The incidence of gonadoblastoma in DDS patients is 4% [14], which is considerably lower than that of Frasier syndrome (37–46%) [9]. However, any patient with dysgenetic gonads carrying the Y chromosome has an increased risk of developing germ cell tumours such as gonadoblastoma [13]. As recommended, karyotype analysis and a biopsy were performed to determinate the best therapeutic approach for each case. Prophylactic gonadectomy needs to be considered in patients with complete XY gonadal dysgenesis or partial non-scrotal dysgenetic gonads that cannot be repositioned [13]. None of our patients suffered gonadoblastoma.

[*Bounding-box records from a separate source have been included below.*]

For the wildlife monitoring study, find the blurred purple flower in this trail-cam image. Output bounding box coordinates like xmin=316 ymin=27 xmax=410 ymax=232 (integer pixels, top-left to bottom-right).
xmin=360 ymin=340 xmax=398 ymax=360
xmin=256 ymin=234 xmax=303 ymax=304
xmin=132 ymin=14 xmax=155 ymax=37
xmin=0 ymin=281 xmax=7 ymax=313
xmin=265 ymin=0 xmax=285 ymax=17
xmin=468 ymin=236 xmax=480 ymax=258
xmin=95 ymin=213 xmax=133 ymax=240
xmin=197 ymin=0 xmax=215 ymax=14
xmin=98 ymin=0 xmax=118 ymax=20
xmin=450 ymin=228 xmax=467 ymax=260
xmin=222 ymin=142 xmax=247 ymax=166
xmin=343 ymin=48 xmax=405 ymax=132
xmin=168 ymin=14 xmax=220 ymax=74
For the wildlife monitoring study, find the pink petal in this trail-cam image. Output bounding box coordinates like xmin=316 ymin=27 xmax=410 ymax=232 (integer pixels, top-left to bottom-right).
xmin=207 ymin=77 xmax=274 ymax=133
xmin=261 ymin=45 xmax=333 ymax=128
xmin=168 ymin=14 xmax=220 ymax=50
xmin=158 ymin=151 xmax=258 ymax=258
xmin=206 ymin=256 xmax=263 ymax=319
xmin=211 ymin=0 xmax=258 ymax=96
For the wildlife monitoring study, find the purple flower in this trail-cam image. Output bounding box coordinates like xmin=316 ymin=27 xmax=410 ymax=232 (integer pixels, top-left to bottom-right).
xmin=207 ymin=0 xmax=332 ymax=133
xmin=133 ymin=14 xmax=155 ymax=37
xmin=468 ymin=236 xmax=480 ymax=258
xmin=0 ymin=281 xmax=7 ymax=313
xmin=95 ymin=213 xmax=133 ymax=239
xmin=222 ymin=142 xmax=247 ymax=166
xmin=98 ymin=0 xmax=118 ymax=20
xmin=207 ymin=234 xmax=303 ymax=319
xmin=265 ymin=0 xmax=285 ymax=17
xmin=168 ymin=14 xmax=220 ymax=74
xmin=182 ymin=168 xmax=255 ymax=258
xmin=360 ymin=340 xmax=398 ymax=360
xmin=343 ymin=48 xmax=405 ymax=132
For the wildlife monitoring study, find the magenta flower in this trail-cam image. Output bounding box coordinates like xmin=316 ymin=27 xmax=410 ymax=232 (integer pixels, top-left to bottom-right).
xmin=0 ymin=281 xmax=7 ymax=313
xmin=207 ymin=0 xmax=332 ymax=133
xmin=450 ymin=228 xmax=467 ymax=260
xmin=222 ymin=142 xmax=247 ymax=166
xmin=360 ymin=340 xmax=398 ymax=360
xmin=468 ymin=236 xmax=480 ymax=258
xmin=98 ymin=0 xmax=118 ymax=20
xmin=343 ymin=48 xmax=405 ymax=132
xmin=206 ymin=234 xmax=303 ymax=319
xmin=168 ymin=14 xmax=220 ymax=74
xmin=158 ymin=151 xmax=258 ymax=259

In conclusion, identifying DDS is crucial for early diagnosis and proper follow-up. All children presenting with nephrotic syndrome during the first year of life and those with SRNS with either Wilms’ tumour or genital abnormalities should be screened for mutations in WT1. Therapeutic approaches and the monitoring of Wilms’ tumour and gonadoblastoma need to be considered on an individual basis.
CONFLICT OF INTEREST STATEMENT
Dr. Ariceta reports personal fees from Alexion Pharmaceuticals, personal fees from Orphan Europe, personal fees from Chiesi, personal fees from Kyowa Kirim, outside the submitted work. The other authors declared no conflict of interest.